Chico called Mookie from the car. “We got her.”

“Are you sure?”

“What do you mean, am I sure? She’s in the fucking car.”

“Are you sure it’s her?”

“It’s her. You showed me her picture.”

Mookie had found the girl on Facebook and printed out her photo. He was more adept at a computer than he looked.

“All right. Come by and pick me up.”

“We’ll be there in five minutes.”

Mookie was waiting at the corner when Gus pulled up.

“How did it go? Did anyone see you?”

“She’s a wildcat,” Chico said. “She bit my finger. But we weren’t seen.”

Gus went through the Midtown Tunnel and took the Long Island Expressway to Forest Hills, Queens, where he pulled up in front of a two-story frame house on a residential block.

“This is your cousin’s place?”

“Yeah,” Chico said.

“Take her in.”

When Chico opened the trunk, Melanie kicked her tied-up legs and began yelling from behind the gag they’d put over her mouth. Hearing the commotion, Mookie came behind the car and looked down at her.

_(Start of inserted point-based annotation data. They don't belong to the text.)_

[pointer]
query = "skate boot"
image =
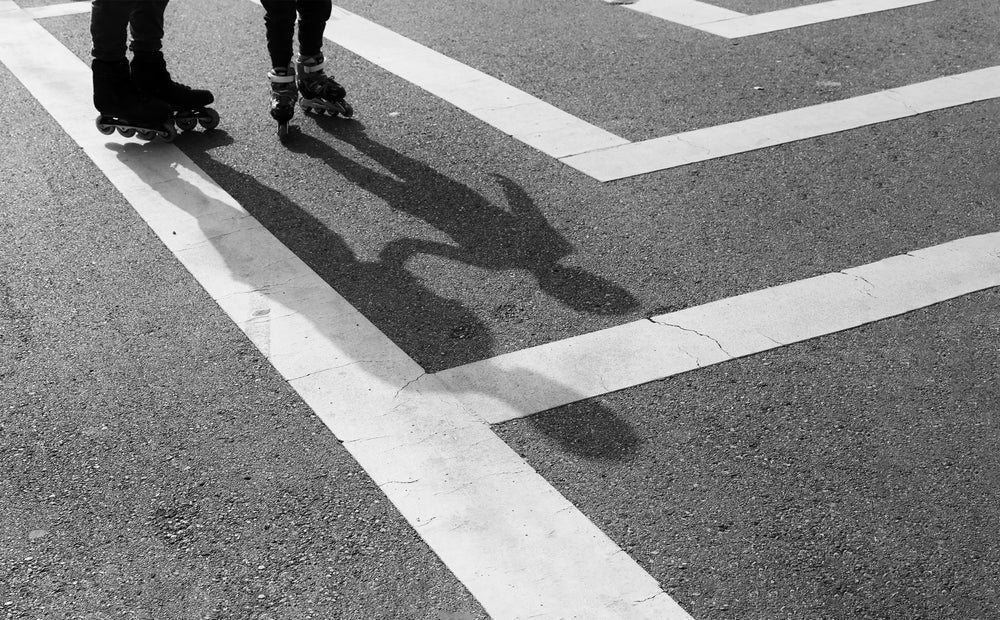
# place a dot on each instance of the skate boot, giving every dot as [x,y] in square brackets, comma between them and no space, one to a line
[150,75]
[320,92]
[284,94]
[123,108]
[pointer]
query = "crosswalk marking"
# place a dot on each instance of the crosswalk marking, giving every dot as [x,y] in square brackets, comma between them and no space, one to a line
[512,111]
[765,131]
[529,381]
[732,25]
[520,548]
[607,157]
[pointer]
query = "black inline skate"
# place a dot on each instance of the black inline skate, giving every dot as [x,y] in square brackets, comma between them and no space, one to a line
[150,75]
[124,109]
[284,94]
[320,92]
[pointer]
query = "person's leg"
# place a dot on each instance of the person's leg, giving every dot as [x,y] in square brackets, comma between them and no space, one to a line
[313,15]
[109,29]
[149,67]
[320,92]
[146,25]
[114,93]
[279,25]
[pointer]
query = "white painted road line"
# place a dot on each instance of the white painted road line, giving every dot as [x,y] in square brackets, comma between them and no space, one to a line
[732,25]
[784,127]
[802,16]
[684,12]
[526,382]
[519,547]
[58,10]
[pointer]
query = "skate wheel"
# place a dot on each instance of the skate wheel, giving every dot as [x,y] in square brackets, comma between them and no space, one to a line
[168,133]
[103,127]
[211,120]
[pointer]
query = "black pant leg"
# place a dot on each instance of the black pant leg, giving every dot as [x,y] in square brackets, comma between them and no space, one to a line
[109,28]
[146,25]
[279,24]
[313,15]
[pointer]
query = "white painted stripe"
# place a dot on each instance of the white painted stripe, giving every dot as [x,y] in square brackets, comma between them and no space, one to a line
[683,12]
[774,129]
[802,16]
[58,10]
[526,382]
[512,111]
[520,547]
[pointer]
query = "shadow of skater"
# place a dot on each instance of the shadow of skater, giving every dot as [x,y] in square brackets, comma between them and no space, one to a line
[591,430]
[486,236]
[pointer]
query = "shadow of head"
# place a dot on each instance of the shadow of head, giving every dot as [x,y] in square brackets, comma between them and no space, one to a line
[588,429]
[584,291]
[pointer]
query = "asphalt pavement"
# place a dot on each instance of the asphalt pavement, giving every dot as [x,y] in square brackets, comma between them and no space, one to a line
[156,465]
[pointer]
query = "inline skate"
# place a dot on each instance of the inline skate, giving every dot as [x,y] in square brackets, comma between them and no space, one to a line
[150,75]
[124,109]
[320,92]
[284,94]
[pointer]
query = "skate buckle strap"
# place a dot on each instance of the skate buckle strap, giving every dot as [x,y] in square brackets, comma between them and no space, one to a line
[313,68]
[277,78]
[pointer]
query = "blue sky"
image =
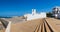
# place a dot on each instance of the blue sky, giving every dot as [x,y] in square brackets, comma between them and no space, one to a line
[21,7]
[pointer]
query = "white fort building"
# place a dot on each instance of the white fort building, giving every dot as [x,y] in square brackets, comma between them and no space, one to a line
[35,15]
[56,12]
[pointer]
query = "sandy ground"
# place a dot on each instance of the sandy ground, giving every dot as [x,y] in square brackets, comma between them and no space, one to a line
[33,25]
[27,26]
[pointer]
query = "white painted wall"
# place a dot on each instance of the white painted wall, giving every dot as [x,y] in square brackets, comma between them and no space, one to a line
[35,16]
[8,27]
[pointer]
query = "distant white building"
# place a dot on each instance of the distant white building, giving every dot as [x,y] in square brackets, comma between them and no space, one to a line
[35,15]
[56,12]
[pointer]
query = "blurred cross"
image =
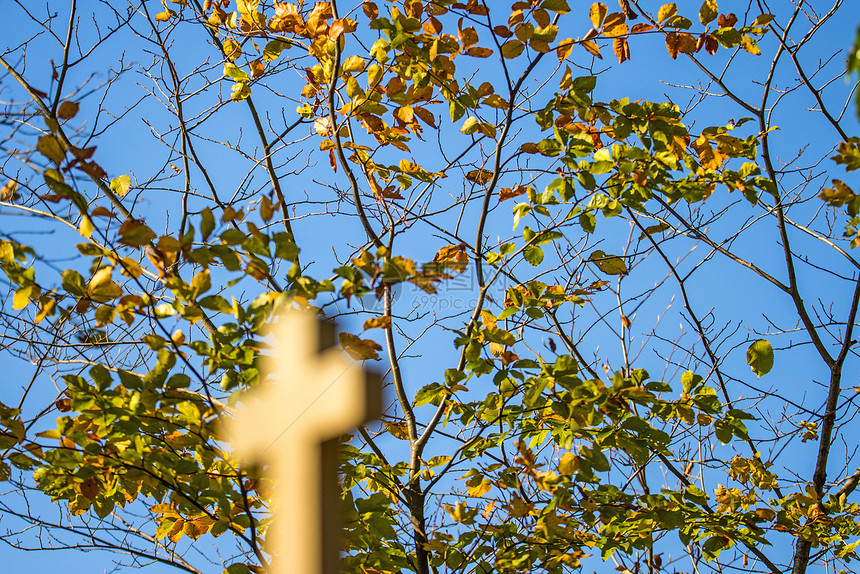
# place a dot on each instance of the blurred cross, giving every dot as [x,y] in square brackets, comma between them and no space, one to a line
[292,427]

“I don’t need you alive, sweetheart. Don’t make your life more inconvenient than it’s worth.”

Cowed, Melanie fell limp as Chico and Gus lifted her out of the trunk and carried her up the front steps and in the front door. A couple of guys were hanging out in the living room. Mookie knew one of them. The other Chico introduced as his cousin Lou.

“There’s your babysitters. There’s a room upstairs that locks.”

“Does it have a window?”

“It’s nailed shut with railroad spikes.”

“It’s made of glass.”

“She’d have to break a lot of small panes. The boys would hear her.”

“Let’s see it.”

They pushed Melanie ahead of them up the stairs, toward a room at the end of the hall.

“In there,” Lou said.

Mookie took a look around the room. It would do.

“Where’s the bathroom?”

“Down the hall.”

“How’s she going to get there?”

“I’ll take her.”

“Let me see it.”

Lou took them down the hall to the bathroom. The window was small. It would be tough to crawl out of open. Closed, with broken glass in the frame, it would be close to impossible.

The bathroom door had a lock that twisted shut from the inside. From the outside it opened with a key, but there was no key.

Mookie pointed to the door. “Take off the lock.”

“Huh?”

“The lock on the door. Take it off.”

“Why?”

“She smashes the window and calls for help, and you can’t stop her because she locked the door. Just take it off.”

“Okay,” Lou said.

His attitude said he thought it was stupid.